Après Compartiment pour dames, ode au féminisme et à la souffrance sociale des femmes, et avant Les neufs visage du coeur, rendant hommage au kathakali, art dansant inspiré de la mythologie indienne, Anita Nair, écrivain indienne contemporaine, choisit ici de construire son roman autour du thème majeur de la corruption.

Sans vraiment la condamner, l'auteur nous montre une facette de l'Inde qu'on imagine, mais dans un lieu singulier. L'action se situe en effet dans un village très reculé et méconnu du Sud de l'Inde, qu'un des habitants décrit d'ailleurs ainsi : "C'est ainsi que j'ai fui pour Kaikurussi, ce village où rien ne peut attirer le curieux, qui n'est ni le lieu de naissance d'un mahatma, ni celui d'un mouvement idéologique, qui ne produit aucun artisanat digne de remplir les étagères d'un magasin de souvenirs. Aucun miracle n'est jamais survenu ici. En fait, ici, rien de notable n'arrive jamais à personne."

Le personnage que l'on suivra tout au long du récit est un retraité d'une cinquantaine d'année, Mukundan, revenu vivre ses dernières années dans son village natal, qu'il avait abandonné en même temps que sa mère.
Ici résulte peut-être la première raison qui m'a fait moins apprécier ce livre que les deux cités plus haut : il est difficile pour moi d'éprouver de l'empathie pour une personne âgée, moi qui suis bien loin temporellement d'être confrontée aux problèmes qui l'assaillent.

Les premières pages sont consacrées à la présentation des différentes personnes habitant ce village, en mettant en avant leur profession.
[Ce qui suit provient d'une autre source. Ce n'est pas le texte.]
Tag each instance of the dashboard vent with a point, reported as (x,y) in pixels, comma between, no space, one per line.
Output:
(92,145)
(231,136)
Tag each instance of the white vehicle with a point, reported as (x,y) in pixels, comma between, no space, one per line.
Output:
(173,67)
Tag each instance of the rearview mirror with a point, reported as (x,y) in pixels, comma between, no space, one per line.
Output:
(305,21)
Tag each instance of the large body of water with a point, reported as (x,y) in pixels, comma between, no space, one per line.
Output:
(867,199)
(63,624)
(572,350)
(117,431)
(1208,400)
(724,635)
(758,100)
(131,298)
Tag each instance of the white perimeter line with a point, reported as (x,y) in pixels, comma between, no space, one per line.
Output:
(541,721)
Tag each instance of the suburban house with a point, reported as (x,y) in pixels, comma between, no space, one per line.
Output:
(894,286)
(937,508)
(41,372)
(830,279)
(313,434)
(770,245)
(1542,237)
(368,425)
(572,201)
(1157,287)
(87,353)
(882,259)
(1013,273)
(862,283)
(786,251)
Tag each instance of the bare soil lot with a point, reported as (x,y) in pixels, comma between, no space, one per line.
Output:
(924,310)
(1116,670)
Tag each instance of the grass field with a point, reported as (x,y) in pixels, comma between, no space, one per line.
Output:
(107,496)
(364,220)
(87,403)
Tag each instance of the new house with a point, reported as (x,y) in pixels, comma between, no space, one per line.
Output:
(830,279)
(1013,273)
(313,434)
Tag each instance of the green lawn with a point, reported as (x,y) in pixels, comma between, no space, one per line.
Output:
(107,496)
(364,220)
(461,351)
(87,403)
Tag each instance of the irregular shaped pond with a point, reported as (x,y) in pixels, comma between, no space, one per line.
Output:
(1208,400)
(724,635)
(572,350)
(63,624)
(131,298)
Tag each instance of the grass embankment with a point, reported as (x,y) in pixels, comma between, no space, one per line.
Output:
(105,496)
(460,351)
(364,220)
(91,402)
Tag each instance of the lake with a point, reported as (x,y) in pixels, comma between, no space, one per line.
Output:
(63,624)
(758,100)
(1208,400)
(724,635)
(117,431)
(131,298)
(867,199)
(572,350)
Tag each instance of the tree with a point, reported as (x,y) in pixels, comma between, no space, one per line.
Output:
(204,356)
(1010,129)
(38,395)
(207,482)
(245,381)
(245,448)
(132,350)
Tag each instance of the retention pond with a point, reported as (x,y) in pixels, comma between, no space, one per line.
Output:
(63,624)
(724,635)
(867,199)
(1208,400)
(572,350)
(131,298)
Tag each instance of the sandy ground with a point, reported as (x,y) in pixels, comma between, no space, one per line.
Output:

Celles-ci reviendront tout au long du roman, veine tentative pour nous immerger dans le présent, les incertitudes, et le besoin de reconnaissance de Mukundan.

Un d'eux sera plus mis en avant, il s'agit de Bashi le peintre. Les passages le concernant directement font partie des plus intéressants de l'ensemble du roman. Le procédé littéraire employé est agréable : Bashi s'adresse directement à Mukundan en le tutoyant, nous lisons donc des chapitres à la deuxième personne du singulier, même lorsqu'il n'y a pas de dialogue.
C'était une agréable promesse que nous apportaient ces premières pages : Bashi, peintre de métier, serait en fait un guérisseur de l'âme, venant en aide cette fois à Mukundan, qui n'arrive pas à trouver sa place auprès de son père et au village. Bashi, donc, agréable sur le fond et la forme.
"Il [Bashi] savait qu'il ne fallait pas brusquer les confidences de l'âme, pas plus qu'on ne peut brusquer la marée montante. Elles ont leur rythme propre. La lune peut les favoriser, la nuit les aider, le vent les seconder. Mais la condition préalable est un désir incontrôlable de s'abandonner. Seul ce courant peut emporter les pensées et les vagues, les faire bouillonner. Jusqu'à ce que finalement, l'étendue de sable qui sépare passé et présent soit noyée sous une mer de détritus, sombres, secrets, humides, glissants, qui pendant des années étaient restés enfouis dans un repli profond de l'âme".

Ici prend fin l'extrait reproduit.